Panama has done an outstanding job managing the Panama Canal -- including its security -- and we value the close cooperation we have enjoyed with the government of Panama and the Canal Authority. Almost two thirds of the cargo transiting the Panama Canal is either traveling to or from a U.S. port, so the security of the Canal is a high priority for the U.S., just as it is for Panama. We will continue to work in partnership with Panamanian authorities to ensure the continued security of Canal operations.
Pedro, from NL writes:
¿Cuál considera usted será la proyección que tenga la visita del presidente Bush a Panamá en relación a temas sensitivos de interés americano como lo sería la anunciada proyección de la ampliación del canal, el blanqueo de capitales y la lucha contra el terrorismo?

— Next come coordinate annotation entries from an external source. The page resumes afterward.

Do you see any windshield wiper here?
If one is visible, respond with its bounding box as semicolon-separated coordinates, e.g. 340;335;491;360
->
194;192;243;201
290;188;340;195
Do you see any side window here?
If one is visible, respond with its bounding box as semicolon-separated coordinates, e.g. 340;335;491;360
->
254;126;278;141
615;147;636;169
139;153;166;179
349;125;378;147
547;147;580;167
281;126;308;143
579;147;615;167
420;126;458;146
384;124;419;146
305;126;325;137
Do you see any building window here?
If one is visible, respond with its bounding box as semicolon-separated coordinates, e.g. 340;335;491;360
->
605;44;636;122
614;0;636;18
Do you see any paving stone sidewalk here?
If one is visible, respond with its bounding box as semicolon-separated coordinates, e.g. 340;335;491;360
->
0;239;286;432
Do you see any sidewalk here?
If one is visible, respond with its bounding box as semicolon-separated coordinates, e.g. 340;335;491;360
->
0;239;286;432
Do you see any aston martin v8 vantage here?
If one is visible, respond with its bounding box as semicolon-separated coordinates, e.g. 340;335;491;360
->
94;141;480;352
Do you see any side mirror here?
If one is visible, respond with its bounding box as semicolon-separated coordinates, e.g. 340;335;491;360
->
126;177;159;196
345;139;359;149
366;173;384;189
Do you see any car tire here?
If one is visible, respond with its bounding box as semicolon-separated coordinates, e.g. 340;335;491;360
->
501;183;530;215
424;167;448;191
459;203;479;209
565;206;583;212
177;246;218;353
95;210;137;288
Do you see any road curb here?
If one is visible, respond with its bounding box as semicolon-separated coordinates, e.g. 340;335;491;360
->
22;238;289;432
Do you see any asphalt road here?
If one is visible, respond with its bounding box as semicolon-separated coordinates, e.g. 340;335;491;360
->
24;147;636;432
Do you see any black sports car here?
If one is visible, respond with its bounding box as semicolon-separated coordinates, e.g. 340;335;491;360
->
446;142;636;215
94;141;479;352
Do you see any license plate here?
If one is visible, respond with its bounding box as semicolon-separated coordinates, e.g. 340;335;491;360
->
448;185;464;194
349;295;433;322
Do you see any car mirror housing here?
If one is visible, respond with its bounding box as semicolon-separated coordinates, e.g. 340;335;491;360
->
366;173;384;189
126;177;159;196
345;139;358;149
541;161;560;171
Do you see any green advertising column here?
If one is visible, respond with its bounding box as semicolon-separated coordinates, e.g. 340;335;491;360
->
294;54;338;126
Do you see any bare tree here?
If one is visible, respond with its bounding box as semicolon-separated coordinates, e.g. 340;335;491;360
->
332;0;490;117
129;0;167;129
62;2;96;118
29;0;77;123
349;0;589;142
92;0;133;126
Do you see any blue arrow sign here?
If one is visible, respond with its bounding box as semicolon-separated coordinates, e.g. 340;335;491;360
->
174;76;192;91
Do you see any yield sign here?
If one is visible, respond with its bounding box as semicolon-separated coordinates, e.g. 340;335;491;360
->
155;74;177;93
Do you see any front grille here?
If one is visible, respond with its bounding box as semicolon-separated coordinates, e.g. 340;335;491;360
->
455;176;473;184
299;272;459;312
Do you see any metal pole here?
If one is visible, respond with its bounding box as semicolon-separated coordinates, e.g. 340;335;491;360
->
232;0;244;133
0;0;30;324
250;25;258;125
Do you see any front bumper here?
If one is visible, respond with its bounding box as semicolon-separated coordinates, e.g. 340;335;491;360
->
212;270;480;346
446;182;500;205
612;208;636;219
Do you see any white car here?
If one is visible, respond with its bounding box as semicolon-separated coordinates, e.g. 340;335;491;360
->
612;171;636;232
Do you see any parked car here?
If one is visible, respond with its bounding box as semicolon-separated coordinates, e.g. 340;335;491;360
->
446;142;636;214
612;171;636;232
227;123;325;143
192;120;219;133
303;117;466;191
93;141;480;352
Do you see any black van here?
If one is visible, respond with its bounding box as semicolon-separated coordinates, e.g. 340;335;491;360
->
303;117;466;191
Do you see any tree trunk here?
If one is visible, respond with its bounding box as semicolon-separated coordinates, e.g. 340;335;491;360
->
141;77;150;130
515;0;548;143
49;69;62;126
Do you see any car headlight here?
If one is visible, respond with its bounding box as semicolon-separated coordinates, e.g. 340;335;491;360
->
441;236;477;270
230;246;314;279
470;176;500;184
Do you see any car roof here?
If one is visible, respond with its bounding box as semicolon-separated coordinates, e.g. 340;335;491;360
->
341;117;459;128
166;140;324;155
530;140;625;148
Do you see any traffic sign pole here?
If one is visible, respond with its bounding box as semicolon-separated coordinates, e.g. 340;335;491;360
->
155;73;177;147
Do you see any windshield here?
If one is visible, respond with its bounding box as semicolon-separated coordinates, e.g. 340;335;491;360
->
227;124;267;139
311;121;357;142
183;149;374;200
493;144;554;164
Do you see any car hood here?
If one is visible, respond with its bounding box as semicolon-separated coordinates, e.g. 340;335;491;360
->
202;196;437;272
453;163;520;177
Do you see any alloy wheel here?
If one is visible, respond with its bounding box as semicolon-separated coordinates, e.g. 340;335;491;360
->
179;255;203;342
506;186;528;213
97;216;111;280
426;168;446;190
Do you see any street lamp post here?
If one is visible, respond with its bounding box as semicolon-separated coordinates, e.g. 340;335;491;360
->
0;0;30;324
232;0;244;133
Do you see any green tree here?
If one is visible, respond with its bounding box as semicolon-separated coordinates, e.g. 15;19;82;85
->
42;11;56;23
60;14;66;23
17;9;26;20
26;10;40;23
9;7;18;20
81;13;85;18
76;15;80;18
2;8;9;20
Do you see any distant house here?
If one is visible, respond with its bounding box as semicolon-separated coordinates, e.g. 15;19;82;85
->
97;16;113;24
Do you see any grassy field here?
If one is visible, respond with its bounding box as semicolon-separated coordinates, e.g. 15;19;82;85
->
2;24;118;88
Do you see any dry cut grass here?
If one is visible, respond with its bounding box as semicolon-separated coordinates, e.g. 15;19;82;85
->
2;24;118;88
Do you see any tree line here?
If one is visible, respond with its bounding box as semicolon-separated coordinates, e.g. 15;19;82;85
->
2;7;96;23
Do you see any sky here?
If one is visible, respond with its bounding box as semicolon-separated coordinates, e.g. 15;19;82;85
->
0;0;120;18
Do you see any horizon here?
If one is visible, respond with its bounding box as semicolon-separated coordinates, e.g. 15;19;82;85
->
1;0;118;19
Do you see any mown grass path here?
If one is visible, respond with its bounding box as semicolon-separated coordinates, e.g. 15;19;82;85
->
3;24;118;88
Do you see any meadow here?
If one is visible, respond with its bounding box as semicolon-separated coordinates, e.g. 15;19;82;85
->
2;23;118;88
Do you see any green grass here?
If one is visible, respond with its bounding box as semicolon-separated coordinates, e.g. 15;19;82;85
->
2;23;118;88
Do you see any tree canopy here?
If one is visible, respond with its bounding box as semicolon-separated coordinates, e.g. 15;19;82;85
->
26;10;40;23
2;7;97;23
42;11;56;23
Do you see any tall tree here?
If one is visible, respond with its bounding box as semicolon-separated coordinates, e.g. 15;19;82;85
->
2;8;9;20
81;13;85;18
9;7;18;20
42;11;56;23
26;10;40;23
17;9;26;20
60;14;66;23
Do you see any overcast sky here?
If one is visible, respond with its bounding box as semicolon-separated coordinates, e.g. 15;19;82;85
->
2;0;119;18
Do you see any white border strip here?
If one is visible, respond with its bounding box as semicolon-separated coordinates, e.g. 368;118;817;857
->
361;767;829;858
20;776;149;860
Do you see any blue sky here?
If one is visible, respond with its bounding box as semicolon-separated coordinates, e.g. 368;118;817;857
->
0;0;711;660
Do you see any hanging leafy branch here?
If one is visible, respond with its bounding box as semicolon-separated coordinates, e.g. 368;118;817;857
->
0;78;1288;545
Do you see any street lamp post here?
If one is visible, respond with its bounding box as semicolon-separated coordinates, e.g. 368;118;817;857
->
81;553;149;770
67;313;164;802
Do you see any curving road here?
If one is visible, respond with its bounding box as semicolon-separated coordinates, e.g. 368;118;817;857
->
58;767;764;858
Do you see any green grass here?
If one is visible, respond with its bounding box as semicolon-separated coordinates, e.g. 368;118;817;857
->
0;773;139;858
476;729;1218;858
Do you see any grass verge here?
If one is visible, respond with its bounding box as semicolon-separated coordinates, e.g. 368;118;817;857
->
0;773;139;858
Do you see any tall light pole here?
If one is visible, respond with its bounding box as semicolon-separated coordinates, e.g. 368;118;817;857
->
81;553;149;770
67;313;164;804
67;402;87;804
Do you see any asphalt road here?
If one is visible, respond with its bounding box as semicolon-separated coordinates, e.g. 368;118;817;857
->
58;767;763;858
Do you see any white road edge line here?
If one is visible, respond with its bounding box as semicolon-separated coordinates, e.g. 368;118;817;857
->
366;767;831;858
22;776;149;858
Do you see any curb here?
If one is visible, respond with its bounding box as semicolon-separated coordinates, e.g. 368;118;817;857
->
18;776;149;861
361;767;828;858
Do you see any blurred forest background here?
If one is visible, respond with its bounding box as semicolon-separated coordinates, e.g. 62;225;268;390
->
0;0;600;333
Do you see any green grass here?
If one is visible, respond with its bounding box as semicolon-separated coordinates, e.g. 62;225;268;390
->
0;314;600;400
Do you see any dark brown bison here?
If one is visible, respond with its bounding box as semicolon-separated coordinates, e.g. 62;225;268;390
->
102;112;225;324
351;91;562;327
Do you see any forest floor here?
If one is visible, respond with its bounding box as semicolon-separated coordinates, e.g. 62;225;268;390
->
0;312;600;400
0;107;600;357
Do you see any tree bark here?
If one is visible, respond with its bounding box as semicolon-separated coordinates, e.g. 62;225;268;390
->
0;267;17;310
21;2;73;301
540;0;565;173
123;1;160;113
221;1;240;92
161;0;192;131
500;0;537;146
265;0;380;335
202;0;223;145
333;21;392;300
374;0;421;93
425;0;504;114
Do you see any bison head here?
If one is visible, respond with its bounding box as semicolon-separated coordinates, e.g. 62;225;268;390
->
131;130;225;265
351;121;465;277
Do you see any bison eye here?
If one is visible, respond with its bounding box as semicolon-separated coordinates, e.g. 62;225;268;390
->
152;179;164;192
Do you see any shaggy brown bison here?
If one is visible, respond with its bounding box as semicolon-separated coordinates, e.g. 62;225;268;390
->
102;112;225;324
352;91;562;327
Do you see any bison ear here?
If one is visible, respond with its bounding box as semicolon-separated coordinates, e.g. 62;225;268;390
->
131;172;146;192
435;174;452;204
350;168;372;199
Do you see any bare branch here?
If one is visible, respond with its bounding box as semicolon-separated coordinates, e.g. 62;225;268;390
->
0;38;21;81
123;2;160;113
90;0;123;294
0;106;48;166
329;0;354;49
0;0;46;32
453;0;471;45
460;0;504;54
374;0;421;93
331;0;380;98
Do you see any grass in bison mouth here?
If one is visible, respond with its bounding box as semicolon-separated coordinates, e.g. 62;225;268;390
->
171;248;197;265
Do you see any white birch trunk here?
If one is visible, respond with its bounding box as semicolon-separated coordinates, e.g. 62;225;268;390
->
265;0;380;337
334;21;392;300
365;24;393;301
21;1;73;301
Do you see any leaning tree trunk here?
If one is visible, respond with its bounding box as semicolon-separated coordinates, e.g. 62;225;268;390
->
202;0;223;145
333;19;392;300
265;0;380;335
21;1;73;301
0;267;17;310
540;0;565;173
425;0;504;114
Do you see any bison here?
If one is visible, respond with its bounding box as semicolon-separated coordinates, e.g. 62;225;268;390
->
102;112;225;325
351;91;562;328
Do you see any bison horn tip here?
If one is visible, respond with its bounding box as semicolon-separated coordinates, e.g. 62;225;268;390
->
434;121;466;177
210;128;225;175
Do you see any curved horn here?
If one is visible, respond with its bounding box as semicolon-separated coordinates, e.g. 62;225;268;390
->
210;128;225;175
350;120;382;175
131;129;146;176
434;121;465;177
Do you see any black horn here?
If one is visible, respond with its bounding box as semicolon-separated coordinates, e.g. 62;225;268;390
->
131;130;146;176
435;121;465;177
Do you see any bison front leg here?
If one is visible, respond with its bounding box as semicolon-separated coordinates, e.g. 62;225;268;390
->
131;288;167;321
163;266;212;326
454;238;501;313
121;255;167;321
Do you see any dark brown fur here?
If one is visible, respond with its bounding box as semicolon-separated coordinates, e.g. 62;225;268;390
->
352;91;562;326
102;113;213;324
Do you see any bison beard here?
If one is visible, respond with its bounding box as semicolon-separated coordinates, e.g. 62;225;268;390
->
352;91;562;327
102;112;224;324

Los Estados Unidos y Panamá tienen una relación excelente, basada en una visión compartida, apoyando a la democracia, el libre comercio y la lucha en contra del crimen transnacional. El Presidente Bush viene a Panamá para tratar estos temas con el Presidente Torrijos y recalcar la relación de amistad y apoyo mutuo que tiene Panamá con los Estados Unidos.
The United States and Panama enjoy an excellent relationship, based on a shared vision of support for democracy, free trade, and the fight against transnational crime. President Bush is coming to Panama to discuss these issues with President Torrijos and to underscore the special friendship and partnership between Panama and the United States.
This has been a great session. Thank you for all the wonderful questions. I know there are many more questions out there and I suggest you check out the Summits website at www.summit-americas.org, or the State Departments Summit site at www.state.gov/p/wha/rls/fs/2005/55614.htm. Thank you, again.